Yeah, well, the “unique, global identifier” part has been obvious to everybody. And more. The part about Digital Inhabitant might be useful, though.
Today – 06/01/09 – I read an article on TechCrunch by Michael Arrington in which he writes this: “Facebook will soon be allowing all users to claim a vanity URL pointing to their regular profile page, we’ve heard from a reliable source.”
He points out; ” People have also long used MySpace URLs as their online identity. Twitter, more recently, has started to become the online identity provider of choice.”
So, miserable me, I missed again.

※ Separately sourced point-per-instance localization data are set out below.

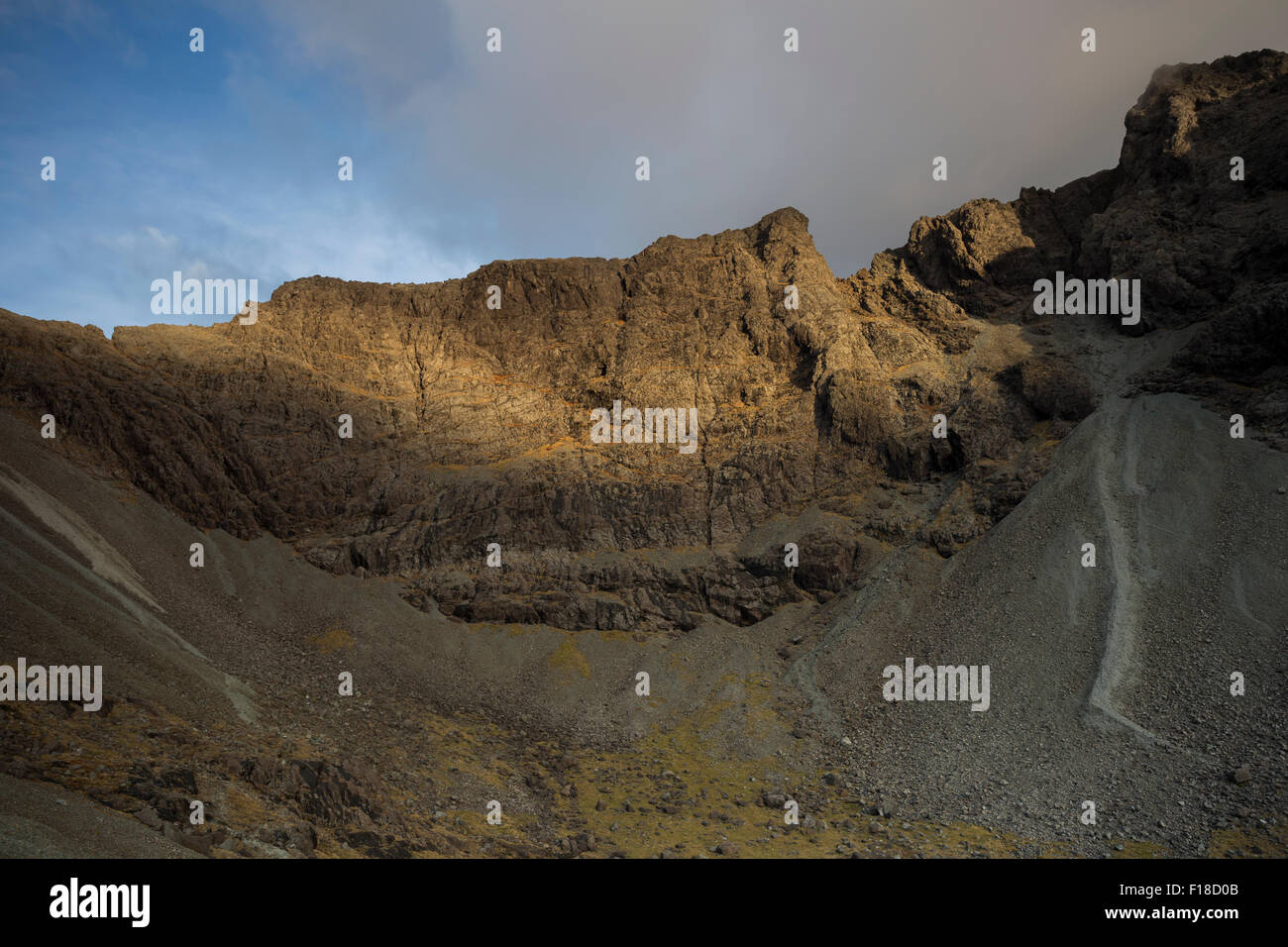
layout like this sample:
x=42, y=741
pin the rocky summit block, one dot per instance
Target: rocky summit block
x=818, y=399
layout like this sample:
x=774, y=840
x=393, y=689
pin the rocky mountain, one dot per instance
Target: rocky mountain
x=816, y=399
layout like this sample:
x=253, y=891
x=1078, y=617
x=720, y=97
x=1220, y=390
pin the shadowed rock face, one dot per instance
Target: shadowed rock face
x=472, y=425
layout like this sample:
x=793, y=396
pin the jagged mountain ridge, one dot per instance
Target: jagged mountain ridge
x=472, y=425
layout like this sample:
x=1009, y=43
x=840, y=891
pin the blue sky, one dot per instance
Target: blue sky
x=223, y=163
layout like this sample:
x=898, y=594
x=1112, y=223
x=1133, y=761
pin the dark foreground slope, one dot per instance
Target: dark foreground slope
x=1109, y=684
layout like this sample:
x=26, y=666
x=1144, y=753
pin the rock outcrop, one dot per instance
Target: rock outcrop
x=472, y=424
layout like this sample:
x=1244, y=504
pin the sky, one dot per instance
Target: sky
x=224, y=162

By quite a long time this time apparently.
The only thing I might be able to add at this point is that one of the reasons Twitter has started to become the online identity provider of choice is, I think, because of the “@” symbol.
If I sign this post @paulpck you know you are going to find me on twitter under that handle, even if I don’t add a hypertext link to it. So Facebook will have to find another memorable symbol if they want to make a run at that, I reckon. And I am not sure it will be easy to find something.
I would also point out that the strangeness of Twitter is that by linking a Digital Inhabitant name – Arnold Schwarzenegger – to a twitter account, you can get a quick take on the person mentioned by way of the design of their twitter page, their web site and their – for want of a better phrase – thought stream, chunked into twitter splashes. It’s some kind of psychological thing going on.
Unless the person using twitter blocks their updates which goes against the grain of the service. It’s an opt-out.
I have discussed that the only physical link between the digital world and the Real World is the cable carrying the electricity. There is a missing link – the link relating to identity.
At the moment, at its simplest for a Digital Inhabitant that link is my twitter handle. And that I think is key. At its simplest.
Now all we have to do is find a way to link it to a physical token in the Real World and then protect it. I have some ideas on that but they are only half-formed so – more later.
06/03/09 corrected typo – a kind of correction which I will no longer note.